El Centro Sopeña “Dina Boglione” ubicado en Santiago 5129 de Rosario es una entidad que crece año tras año, ofreciendo formación y capacitación de calidad y accesible.
Con motivo del fin de curso, se realizó un acto de cierre, exposición de trabajos y entrega de diplomas a los alumnos. El Centro Sopeña (centrosopenarosariooscus) se destaca por ser un lugar de encuentro y de acompañamiento para aquellas personas que están buscando superarse y capacitarse. Asimismo, además de la gran cantidad de opciones de formación, dictaron el curso de emprendedores de Rosario.
En diálogo con INFOROSARIO, Asunción Domínguez, directora del Centro Sopeña manifestó: “Es una responsabilidad y al mismo tiempo una gran satisfacción ver como se capacitan y salen adelante. Este año hay alumnos que han realizado también el curso para emprendedores”.
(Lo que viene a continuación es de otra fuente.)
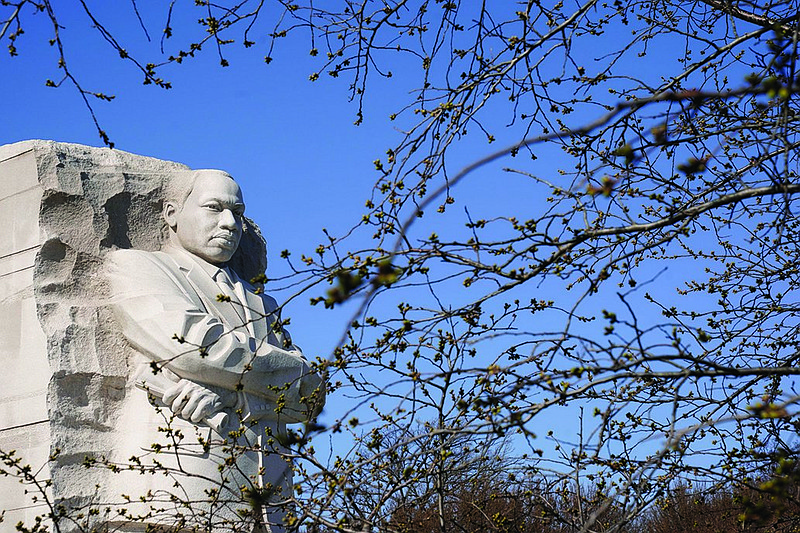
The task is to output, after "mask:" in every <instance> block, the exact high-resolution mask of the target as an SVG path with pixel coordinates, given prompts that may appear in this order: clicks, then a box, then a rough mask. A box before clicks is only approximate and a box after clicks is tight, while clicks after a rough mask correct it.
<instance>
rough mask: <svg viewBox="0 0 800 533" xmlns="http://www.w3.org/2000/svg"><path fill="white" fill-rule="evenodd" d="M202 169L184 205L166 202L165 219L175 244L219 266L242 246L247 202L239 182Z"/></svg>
mask: <svg viewBox="0 0 800 533" xmlns="http://www.w3.org/2000/svg"><path fill="white" fill-rule="evenodd" d="M200 172H201V173H200V175H199V176H197V179H196V180H195V182H194V187H193V188H192V192H191V193H189V196H188V197H187V198H186V201H185V202H184V203H183V206H179V205H177V204H176V203H175V202H167V203H166V205H165V207H164V219H165V220H166V221H167V225H169V227H170V228H171V229H172V236H171V240H172V242H173V244H175V245H177V246H179V247H181V248H183V249H184V250H186V251H187V252H190V253H192V254H194V255H196V256H198V257H200V258H201V259H204V260H206V261H208V262H209V263H212V264H215V265H217V264H220V263H225V262H226V261H228V260H229V259H230V258H231V256H233V253H234V252H235V251H236V248H237V247H238V246H239V240H240V239H241V237H242V215H243V214H244V201H243V200H242V191H241V189H239V185H237V184H236V182H235V181H233V179H232V178H231V177H230V176H229V175H228V174H226V173H225V172H222V171H219V170H205V171H200Z"/></svg>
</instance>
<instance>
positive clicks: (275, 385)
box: [108, 249, 324, 423]
mask: <svg viewBox="0 0 800 533" xmlns="http://www.w3.org/2000/svg"><path fill="white" fill-rule="evenodd" d="M198 261H200V260H197V259H195V258H193V257H192V256H191V255H190V254H188V253H187V252H184V251H182V250H175V249H172V250H170V251H169V252H154V253H153V252H144V251H141V250H118V251H115V252H112V253H111V254H109V258H108V265H109V268H108V273H109V280H110V283H111V293H112V306H113V308H114V311H115V315H116V317H117V320H118V322H119V325H120V327H121V329H122V333H123V335H124V336H125V338H126V339H127V340H128V342H129V343H130V344H131V345H132V346H134V347H135V348H136V349H137V351H138V352H139V353H141V354H142V355H143V356H145V358H146V359H148V360H149V361H150V362H154V363H156V364H157V365H159V366H160V365H164V367H166V368H168V369H169V370H171V371H172V372H174V373H175V374H177V375H178V376H179V377H181V378H184V379H188V380H191V381H195V382H197V383H200V384H204V385H211V386H214V387H220V388H222V389H226V390H228V391H241V392H243V393H245V394H246V395H245V398H246V399H247V400H248V402H247V403H248V407H249V409H250V412H249V413H247V414H249V415H250V416H251V418H257V419H260V418H265V417H267V418H275V419H277V420H279V421H282V422H284V423H291V422H304V421H306V420H308V419H309V417H310V416H309V415H310V414H311V413H310V412H309V406H308V405H307V404H306V403H304V402H303V401H302V398H311V397H312V396H316V397H318V398H319V399H320V400H321V399H322V398H321V395H322V394H324V390H323V387H322V383H321V380H320V379H319V377H318V376H316V375H315V374H313V373H312V372H311V371H310V369H309V366H308V364H307V363H306V361H305V359H303V357H302V354H301V353H300V351H299V350H298V349H297V348H296V347H295V346H293V345H292V344H291V341H290V339H289V337H288V335H287V334H286V333H285V332H284V331H283V330H282V328H280V325H279V323H277V324H276V320H277V319H278V316H277V313H276V309H277V304H276V302H275V300H274V299H273V298H271V297H269V296H266V295H264V294H263V293H259V292H258V291H256V289H255V287H253V286H252V285H251V284H250V283H248V282H247V281H245V280H241V279H239V278H238V276H236V275H235V274H233V275H232V276H231V277H232V278H233V281H234V285H235V288H236V289H237V291H236V292H238V293H239V294H240V295H242V296H243V297H244V301H243V302H227V301H218V299H217V295H219V294H220V293H221V292H222V291H221V289H220V287H219V285H217V283H216V282H215V281H214V279H212V277H211V275H210V274H209V273H208V272H207V271H206V270H205V269H204V268H203V266H202V265H201V263H199V262H198ZM208 266H211V265H208ZM212 268H214V267H212ZM315 391H317V392H315ZM278 405H280V406H281V407H278ZM276 409H277V411H276Z"/></svg>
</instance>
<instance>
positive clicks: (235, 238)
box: [211, 234, 236, 246]
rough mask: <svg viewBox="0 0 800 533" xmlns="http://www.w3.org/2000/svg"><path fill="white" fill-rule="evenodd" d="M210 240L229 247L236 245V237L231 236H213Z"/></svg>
mask: <svg viewBox="0 0 800 533" xmlns="http://www.w3.org/2000/svg"><path fill="white" fill-rule="evenodd" d="M211 240H215V241H222V242H224V243H225V244H227V245H229V246H235V245H236V237H234V236H233V235H231V234H221V235H214V236H213V237H212V238H211Z"/></svg>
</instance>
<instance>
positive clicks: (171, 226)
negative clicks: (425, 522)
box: [107, 170, 324, 532]
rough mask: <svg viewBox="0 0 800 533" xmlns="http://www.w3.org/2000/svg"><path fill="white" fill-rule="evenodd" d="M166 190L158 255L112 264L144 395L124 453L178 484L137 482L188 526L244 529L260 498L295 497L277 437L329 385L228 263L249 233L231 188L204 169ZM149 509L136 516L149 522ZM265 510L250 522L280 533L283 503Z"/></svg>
mask: <svg viewBox="0 0 800 533" xmlns="http://www.w3.org/2000/svg"><path fill="white" fill-rule="evenodd" d="M165 190H166V193H165V197H164V210H163V216H164V220H165V222H166V226H167V229H166V231H167V233H168V239H167V243H166V245H165V246H164V247H163V248H162V251H160V252H146V251H140V250H117V251H114V252H112V253H110V254H109V255H108V260H107V264H108V279H109V281H110V295H111V306H112V308H113V310H114V315H115V317H116V320H117V322H118V324H119V325H120V329H121V331H122V333H123V335H124V337H125V338H126V339H127V341H128V342H129V343H130V344H131V345H132V346H133V347H134V348H135V349H136V351H137V352H138V354H139V355H140V358H139V361H138V362H136V364H135V371H134V378H133V379H134V381H135V383H136V385H137V387H139V388H140V389H142V390H143V393H142V394H141V395H139V397H138V398H133V399H132V401H131V402H129V405H128V406H127V409H126V412H125V413H124V415H123V418H124V419H126V420H130V425H131V427H138V428H140V430H141V432H140V433H139V434H138V437H139V438H138V439H137V440H138V443H137V444H136V445H135V446H134V447H130V446H128V450H129V453H131V457H132V458H135V459H134V462H135V463H136V465H137V467H139V468H138V470H140V471H143V472H151V471H154V473H155V474H156V475H157V476H158V475H164V477H165V478H166V480H167V481H168V483H175V484H176V485H179V491H177V492H179V494H177V495H176V491H175V490H174V487H158V488H157V491H154V490H153V489H154V488H155V486H154V485H153V484H152V483H150V484H148V485H147V486H142V487H141V489H143V490H144V489H146V493H149V494H154V495H156V497H155V498H153V500H154V501H158V500H159V499H161V500H164V499H166V498H168V499H170V500H173V501H174V500H176V499H178V500H180V499H183V500H185V501H186V502H188V507H189V508H190V509H191V511H192V513H194V514H195V518H193V519H192V520H188V521H187V522H186V523H187V524H190V525H197V523H199V524H200V525H201V526H203V527H205V528H206V529H208V530H209V531H217V530H221V529H224V528H225V527H229V528H231V529H233V528H235V529H236V530H237V531H238V530H241V528H242V523H241V520H242V516H243V515H246V514H247V512H248V510H247V509H243V508H242V507H243V502H246V501H248V499H249V500H250V501H253V500H254V498H253V495H254V494H255V493H259V494H260V498H261V499H262V500H263V501H262V502H261V503H263V504H265V505H266V506H267V507H269V505H270V501H277V502H280V501H281V500H284V499H287V498H288V497H290V496H291V465H289V464H288V463H287V461H286V460H285V459H284V458H283V457H281V448H280V444H279V443H280V438H281V435H284V434H285V424H286V423H287V422H289V423H291V422H305V421H308V420H309V419H310V418H311V417H313V416H314V415H315V414H316V412H318V410H319V409H320V408H321V406H322V403H323V400H324V389H323V387H322V384H321V381H320V378H319V377H318V376H317V375H316V374H314V373H313V372H311V370H310V368H309V365H308V363H307V362H306V361H305V359H303V357H302V355H301V354H300V352H299V350H298V349H297V348H296V347H295V346H294V345H293V344H292V343H291V340H290V339H289V337H288V335H287V334H286V333H285V332H284V331H283V328H282V327H281V322H280V319H279V316H278V313H277V309H278V306H277V304H276V302H275V300H273V299H272V298H270V297H269V296H266V295H265V294H263V289H262V288H261V287H258V286H254V285H252V284H251V283H250V282H248V281H247V280H243V279H241V278H240V277H239V276H238V275H237V274H236V273H235V272H234V271H233V270H232V269H229V268H227V267H226V264H227V262H228V261H229V260H230V259H231V257H232V256H233V254H234V252H235V251H236V249H237V247H238V245H239V240H240V239H241V236H242V231H243V214H244V201H243V199H242V194H241V190H240V189H239V186H238V185H237V184H236V182H235V181H234V180H233V179H232V178H231V177H230V176H229V175H228V174H226V173H224V172H221V171H216V170H200V171H194V172H187V173H179V174H176V175H175V176H174V177H173V178H172V179H171V180H170V182H169V183H168V184H167V186H166V189H165ZM145 393H147V394H145ZM154 400H155V401H154ZM147 403H151V404H155V405H156V406H163V408H157V409H153V408H152V407H150V406H148V405H147ZM143 415H146V416H143ZM165 423H167V425H166V426H165ZM176 433H180V434H181V437H179V438H176V437H175V435H176ZM165 437H167V438H166V439H165ZM215 448H216V450H215ZM165 451H166V455H167V456H168V457H169V459H174V461H169V460H166V461H165V459H164V455H165V453H164V452H165ZM215 453H216V457H215ZM126 455H127V454H126ZM167 463H170V464H167ZM136 469H137V468H135V469H134V470H136ZM157 476H156V477H157ZM128 490H130V487H129V488H128ZM157 492H161V495H160V496H158V495H157ZM209 494H211V495H213V497H212V498H210V499H209V498H208V495H209ZM204 498H205V499H206V500H209V501H207V502H206V501H204ZM154 508H155V506H153V505H150V506H149V507H148V508H147V509H146V510H145V513H144V515H139V516H133V518H134V519H142V520H143V521H144V522H148V521H150V520H151V518H152V516H153V515H152V512H153V509H154ZM263 511H264V512H265V515H264V516H263V517H262V516H261V515H260V513H261V512H262V509H253V510H252V513H251V516H250V518H251V519H252V522H253V523H254V525H255V526H259V525H261V524H260V521H261V520H262V519H265V520H266V521H267V522H268V523H271V530H272V531H273V532H275V531H277V530H279V528H280V525H281V518H282V516H283V511H282V509H281V507H280V506H277V507H275V508H274V509H272V510H271V511H270V509H269V508H267V509H263ZM253 513H254V514H253ZM181 514H182V516H185V515H186V514H187V511H186V510H184V511H182V512H181ZM169 525H170V526H171V527H174V526H173V525H171V524H169ZM181 527H185V525H184V524H181Z"/></svg>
Durante el año transitaron más de 900 alumnos, un número que crece año tras año. Algunas de las propuestas educativas son: auxiliar de enfermería, vitrofusión, moda, tejido, bordado, bolsos, resina, masajes, computación, sahumerios, panificación, mecánica dental, costura, electricidad, plomería, moldería, entre otras. “Algunos talleres son anuales o bianuales y seminarios de 6 meses. Nuestra sede está en Santiago 5129 en zona sur y tenemos otra en zona norte”, comentó la directora.
El centro Sopeña se sostiene con las cuotas que abonan los alumnos y a su vez se hacen actividades para recaudar fondos, como un té bingo y rifas. Por otro lado, cabe destacar que los profesores o colaboradores son ad honorem. “Gracias a los hombres y mujeres que ofrecen su tiempo, su conocimiento y su corazón de manera gratuita y desinteresada”, remarcó Asunción.
“Mi historia en el Centro Sopeña comenzó en el 2024, cuando entré como alumna a las clases de bolsos 1. Esos encuentros fueron mucho más que una simple capacitación; fue un espacio de alegría, donde el compañerismo y la profesora crearon una atmósfera verdaderamente increíble. Ese ambiente inspirador no solo me enseñó a manejar hilos y agujas, sino a soñar con las manos.Y de manera dulce y natural, floreció mi propia marca: Dos Oruguitas. Pero la magia no terminó ahí. El 2025 trajo algo maravilloso: pasé de ser alumna a convertirme en profesora. Comenzaba un año lleno de aprendizajes, desafíos y, sobre todo, de inmensa felicidad”, detalló una exalumna y actual colaboradora de la institución.
Luego de un arduo trabajo realizado, la expectativa es que puedan realizarse en el centro varias actualizaciones y mejorar los espacios de capacitación. “Esperamos que el año próximo los talleres tengan mayor equipamiento y que sea excelente para todos y de más estabilidad. Esperamos que también sea un año con más personas que quieran colaborar”, concluyó la directora del Centro Sopeña.